En Tuzla no parece que haya caído el telón de acero. Ciudad tirando a izquierdista, de raigambre obrera y tradición insurrecta —el monumento al minero, aplicado ejemplo de realismo socialista, recuerda sus luchas en el siglo pasado—, conserva la pátina desvaída y terrosa de la Serbia profunda o de las ciudades atrasadas de Kosovo. Una reliquia de la Europa del Este, rediviva 25 años después de la caída del Muro de Berlín, solo que además teñida de sangre.

Mehmedovic Djivaz, presidente del sindicato de trabajadores de Dita, lo sabe bien, pues fue combatiente “y defensor de la ciudad” durante la guerra (1992-1995). “Los que nos acusan de causar disturbios, de quemar edificios [el viernes ardieron en parte la sede del Gobierno cantonal y el Ayuntamiento] no saben lo que dicen. Defendí esta ciudad jugándome la vida durante la guerra; soy un trabajador, no un líder ni un político. Seguiremos manifestándonos, porque no es una protesta solo de obreros, sino de toda la ciudadanía”, explica Djivaz.

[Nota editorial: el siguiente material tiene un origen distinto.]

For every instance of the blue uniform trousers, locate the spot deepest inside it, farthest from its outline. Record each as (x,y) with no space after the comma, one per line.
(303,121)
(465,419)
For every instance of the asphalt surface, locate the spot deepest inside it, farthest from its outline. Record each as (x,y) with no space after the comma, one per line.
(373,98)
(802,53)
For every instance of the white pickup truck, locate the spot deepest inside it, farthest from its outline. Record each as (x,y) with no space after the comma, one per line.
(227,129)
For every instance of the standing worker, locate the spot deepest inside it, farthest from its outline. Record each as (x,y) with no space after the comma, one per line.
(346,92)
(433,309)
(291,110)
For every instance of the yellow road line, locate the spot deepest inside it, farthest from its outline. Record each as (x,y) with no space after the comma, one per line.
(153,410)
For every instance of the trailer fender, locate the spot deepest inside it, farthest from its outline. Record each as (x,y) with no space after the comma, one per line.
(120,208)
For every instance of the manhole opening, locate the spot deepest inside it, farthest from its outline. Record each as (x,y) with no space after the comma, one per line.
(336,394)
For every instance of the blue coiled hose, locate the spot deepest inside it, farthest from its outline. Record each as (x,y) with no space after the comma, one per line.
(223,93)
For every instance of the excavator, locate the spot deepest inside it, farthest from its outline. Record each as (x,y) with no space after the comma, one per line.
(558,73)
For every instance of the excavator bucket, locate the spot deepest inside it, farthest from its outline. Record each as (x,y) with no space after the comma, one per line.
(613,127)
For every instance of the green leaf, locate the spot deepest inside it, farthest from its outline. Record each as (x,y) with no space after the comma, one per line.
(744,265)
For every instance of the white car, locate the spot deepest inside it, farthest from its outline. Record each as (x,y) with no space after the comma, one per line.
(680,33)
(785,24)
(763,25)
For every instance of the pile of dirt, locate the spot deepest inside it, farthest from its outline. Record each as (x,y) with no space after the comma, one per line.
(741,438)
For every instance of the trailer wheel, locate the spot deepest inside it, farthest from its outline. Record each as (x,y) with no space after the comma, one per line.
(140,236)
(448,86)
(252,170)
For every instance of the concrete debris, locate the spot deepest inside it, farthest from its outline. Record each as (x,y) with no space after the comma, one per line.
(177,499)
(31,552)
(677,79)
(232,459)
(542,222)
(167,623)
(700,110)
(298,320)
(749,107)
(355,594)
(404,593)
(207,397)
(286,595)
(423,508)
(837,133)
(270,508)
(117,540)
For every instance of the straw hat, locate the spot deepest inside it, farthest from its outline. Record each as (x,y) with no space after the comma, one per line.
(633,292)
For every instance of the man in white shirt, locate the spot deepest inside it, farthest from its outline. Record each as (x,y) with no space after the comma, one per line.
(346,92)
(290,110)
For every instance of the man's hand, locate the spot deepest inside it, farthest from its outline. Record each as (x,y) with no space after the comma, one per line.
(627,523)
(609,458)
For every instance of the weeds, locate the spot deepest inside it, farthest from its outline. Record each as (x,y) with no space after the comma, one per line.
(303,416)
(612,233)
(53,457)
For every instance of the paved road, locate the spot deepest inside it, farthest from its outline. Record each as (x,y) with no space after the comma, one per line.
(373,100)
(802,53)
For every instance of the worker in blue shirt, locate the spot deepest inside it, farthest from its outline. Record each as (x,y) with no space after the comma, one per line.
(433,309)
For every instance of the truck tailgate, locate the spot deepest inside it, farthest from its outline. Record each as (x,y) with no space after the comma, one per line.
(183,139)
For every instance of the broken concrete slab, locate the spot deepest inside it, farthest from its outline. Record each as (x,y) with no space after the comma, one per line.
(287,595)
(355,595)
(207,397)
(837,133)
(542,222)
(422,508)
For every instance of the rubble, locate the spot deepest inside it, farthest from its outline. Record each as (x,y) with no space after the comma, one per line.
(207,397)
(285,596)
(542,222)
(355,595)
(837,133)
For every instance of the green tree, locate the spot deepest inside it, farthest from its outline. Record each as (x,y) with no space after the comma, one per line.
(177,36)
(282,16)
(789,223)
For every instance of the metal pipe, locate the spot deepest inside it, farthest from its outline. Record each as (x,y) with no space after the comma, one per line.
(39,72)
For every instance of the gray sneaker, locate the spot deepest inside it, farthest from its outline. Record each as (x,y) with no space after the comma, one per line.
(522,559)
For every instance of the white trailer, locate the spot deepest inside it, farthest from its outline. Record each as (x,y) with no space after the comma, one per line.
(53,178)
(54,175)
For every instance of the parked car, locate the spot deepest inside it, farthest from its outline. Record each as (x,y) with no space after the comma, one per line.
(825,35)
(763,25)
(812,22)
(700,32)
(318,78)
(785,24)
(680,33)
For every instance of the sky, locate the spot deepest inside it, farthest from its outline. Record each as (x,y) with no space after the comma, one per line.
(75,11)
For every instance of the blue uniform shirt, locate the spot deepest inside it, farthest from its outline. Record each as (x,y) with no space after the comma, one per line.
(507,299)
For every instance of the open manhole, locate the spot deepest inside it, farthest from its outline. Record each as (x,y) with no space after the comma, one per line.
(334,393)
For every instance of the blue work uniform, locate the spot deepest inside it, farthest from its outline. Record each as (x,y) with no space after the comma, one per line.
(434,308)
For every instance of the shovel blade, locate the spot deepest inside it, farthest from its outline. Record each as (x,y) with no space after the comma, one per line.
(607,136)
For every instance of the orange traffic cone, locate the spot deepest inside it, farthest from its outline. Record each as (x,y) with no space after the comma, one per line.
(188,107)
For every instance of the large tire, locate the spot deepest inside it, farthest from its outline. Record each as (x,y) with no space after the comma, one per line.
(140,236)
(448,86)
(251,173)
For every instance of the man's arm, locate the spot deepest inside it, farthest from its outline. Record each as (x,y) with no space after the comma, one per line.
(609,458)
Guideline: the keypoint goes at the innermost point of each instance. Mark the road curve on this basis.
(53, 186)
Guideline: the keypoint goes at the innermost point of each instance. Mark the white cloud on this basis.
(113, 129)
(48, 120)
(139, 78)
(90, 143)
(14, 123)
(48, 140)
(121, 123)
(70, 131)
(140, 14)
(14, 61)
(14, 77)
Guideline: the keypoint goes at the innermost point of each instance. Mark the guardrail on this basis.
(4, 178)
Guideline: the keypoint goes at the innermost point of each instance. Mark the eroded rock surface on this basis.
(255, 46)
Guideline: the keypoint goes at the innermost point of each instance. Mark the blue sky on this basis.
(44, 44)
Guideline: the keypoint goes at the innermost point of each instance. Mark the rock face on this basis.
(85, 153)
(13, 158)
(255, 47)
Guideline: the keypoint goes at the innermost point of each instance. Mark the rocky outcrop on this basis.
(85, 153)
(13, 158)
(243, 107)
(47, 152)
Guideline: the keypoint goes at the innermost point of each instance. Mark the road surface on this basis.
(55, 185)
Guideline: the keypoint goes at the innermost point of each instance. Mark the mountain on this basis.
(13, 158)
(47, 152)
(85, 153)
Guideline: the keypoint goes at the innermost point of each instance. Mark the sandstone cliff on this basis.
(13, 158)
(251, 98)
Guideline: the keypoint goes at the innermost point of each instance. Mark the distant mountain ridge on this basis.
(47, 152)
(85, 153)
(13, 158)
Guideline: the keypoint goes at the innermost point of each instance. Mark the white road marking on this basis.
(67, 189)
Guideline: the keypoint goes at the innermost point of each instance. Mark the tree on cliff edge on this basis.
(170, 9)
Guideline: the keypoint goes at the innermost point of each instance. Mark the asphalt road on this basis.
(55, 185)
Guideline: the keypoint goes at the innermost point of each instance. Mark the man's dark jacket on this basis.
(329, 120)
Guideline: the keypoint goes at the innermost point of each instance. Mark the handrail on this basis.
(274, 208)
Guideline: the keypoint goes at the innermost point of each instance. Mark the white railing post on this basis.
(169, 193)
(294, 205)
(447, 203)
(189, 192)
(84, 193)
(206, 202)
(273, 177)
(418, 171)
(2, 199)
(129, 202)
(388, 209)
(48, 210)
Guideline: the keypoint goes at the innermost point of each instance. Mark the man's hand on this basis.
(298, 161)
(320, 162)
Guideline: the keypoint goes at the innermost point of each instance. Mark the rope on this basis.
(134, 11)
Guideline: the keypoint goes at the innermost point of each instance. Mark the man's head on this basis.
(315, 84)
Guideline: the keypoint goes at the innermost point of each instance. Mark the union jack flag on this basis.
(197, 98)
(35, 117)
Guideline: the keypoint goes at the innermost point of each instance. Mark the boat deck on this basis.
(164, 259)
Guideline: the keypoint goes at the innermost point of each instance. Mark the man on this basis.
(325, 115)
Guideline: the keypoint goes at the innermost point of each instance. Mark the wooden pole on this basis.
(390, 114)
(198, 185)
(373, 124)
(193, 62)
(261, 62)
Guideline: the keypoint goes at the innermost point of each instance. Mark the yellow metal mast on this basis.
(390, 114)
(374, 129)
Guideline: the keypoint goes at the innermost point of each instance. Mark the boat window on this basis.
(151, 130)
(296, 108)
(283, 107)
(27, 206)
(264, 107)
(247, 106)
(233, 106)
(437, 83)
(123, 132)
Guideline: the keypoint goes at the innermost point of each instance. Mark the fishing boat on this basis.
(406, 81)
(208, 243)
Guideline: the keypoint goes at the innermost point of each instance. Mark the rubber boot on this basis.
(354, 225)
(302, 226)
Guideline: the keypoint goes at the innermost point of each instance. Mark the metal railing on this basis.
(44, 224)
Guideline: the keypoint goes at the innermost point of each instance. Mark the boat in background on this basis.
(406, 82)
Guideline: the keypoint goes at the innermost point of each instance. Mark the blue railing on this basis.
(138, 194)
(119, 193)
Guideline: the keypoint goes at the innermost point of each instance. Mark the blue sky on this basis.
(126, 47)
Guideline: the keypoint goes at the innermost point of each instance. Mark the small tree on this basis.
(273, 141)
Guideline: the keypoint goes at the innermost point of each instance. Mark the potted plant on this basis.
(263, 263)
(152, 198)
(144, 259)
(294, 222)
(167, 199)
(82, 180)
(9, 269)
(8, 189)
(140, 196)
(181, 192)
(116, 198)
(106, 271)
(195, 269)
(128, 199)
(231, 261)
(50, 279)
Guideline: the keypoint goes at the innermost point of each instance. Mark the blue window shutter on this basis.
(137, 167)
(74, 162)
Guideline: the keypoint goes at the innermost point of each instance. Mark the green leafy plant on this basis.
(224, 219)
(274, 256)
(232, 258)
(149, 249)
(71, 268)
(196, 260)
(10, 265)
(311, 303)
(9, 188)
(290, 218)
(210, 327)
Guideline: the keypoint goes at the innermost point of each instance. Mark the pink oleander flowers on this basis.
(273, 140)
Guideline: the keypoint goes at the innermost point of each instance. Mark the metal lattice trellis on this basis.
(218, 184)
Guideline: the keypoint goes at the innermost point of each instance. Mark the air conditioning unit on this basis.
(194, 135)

Acaba de salir del juzgado, de reclamar por enésima vez una solución al expediente de quiebra que todos se pasan de mano en mano y nadie acierta —o se atreve— a resolver. Es un esforzado superviviente, con el ánimo tan frágil como la línea divisoria entre la desesperación ciudadana y el abismo que todo lo engulle de la violencia.